Plus de trente ans après le premier opus et sept ans après « Toy Story 4 », les studios Pixar ressuscitent leur galerie de jouets emblématiques pour un cinquième film qui sortira cet été. Présenté en avant-première, le long-métrage place Woody, Buzz et leurs acolytes face à un nouveau défi, celui de la domination des écrans numériques sur l’enfance.

Une intrigue ancrée dans le monde contemporain

L’histoire introduit une menace inédite : un appareil surnommé « Banny » (pour « babysitter numérique », dans une traduction libre), sorte de tablette interactive qui capte toute l’attention de Bonnie, la jeune propriétaire des jouets. Ce gadget, capable de lire des histoires, de jouer de la musique et de proposer des jeux éducatifs, réduit au silence les compagnons de jeu traditionnels. Les jouets, mis au placard par la nouvelle technologie, doivent alors trouver un moyen de rivaliser avec cet écran omniprésent pour reconquérir le cœur de l’enfant.

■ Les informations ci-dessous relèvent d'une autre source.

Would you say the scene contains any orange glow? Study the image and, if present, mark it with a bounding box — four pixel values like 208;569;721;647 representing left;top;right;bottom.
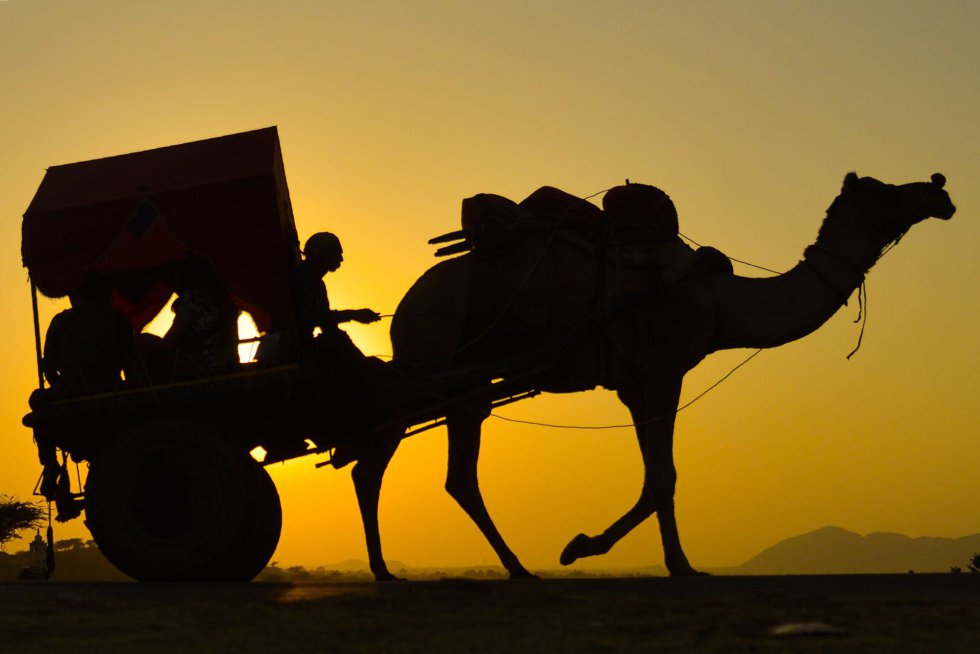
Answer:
0;0;980;568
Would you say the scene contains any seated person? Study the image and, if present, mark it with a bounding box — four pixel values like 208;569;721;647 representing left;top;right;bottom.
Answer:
41;273;133;395
163;255;239;371
292;232;383;465
292;232;381;358
136;255;239;384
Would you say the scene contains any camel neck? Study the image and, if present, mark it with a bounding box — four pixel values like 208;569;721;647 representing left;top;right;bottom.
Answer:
708;251;864;350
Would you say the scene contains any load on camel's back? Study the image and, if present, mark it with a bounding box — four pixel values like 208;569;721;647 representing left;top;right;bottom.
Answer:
429;180;732;285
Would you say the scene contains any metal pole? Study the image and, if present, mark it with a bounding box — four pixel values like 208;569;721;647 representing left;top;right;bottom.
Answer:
31;279;44;388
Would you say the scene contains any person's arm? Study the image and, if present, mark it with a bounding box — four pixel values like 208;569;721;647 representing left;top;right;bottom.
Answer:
41;314;62;386
330;309;381;325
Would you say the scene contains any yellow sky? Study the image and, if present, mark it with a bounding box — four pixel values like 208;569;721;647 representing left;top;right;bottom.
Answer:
0;0;980;568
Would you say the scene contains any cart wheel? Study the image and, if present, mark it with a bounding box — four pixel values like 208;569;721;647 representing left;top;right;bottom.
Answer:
223;462;282;579
85;419;258;581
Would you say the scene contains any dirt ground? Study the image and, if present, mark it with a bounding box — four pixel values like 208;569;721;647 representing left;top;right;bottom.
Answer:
0;574;980;654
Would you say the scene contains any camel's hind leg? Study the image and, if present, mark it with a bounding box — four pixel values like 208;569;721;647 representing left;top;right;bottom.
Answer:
351;434;401;581
559;379;699;575
446;408;536;579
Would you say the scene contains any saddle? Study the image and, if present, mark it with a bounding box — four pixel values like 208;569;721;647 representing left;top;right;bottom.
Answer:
429;183;732;284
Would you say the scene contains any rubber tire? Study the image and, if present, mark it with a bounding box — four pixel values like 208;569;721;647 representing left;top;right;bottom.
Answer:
85;419;259;582
222;463;282;579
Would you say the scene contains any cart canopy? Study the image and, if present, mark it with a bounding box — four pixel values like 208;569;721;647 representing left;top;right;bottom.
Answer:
21;127;299;330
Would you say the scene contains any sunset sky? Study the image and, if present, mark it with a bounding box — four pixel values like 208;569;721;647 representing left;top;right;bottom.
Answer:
0;0;980;569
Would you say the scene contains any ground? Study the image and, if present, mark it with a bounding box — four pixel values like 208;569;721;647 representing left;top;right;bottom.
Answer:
0;574;980;654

L’intrigue se double d’un voyage à travers l’écosystème numérique. Les personnages pénètrent à l’intérieur de l’appareil, où ils affrontent des versions numériques d’eux-mêmes issues des entrées de l’internaute ou des applications, tandis que l’intelligence artificielle « N-AL » (un hommage au personnage de « HAL » dans « 2001, l’Odyssée de l’espace ») tente de les enfermer dans une réalité virtuelle. Cette quête, menée par Woody et dirigée par la petite fourchette Forky, confronte les héros à des doubles parfaits d’eux-mêmes, soulevant des questions sur l’authenticité et le contrôle.

Un ton mordant sur les algorithmes et les industries culturelles

Les premières réactions soulignent la dimension satirique du film, qui égratigne au passage les plateformes de vidéo à la demande, les algorithmes de recommandation et les applis éducatives. Une des séquences les plus marquantes met en scène une armée de jouets-robots programmés pour distraire les enfants dans une chambre d’hôpital, évoquant une critique de la marchandisation du jeu. Le scénario oppose clairement la créativité brute du jeu d’imagination à la logique standardisée des contenus numériques.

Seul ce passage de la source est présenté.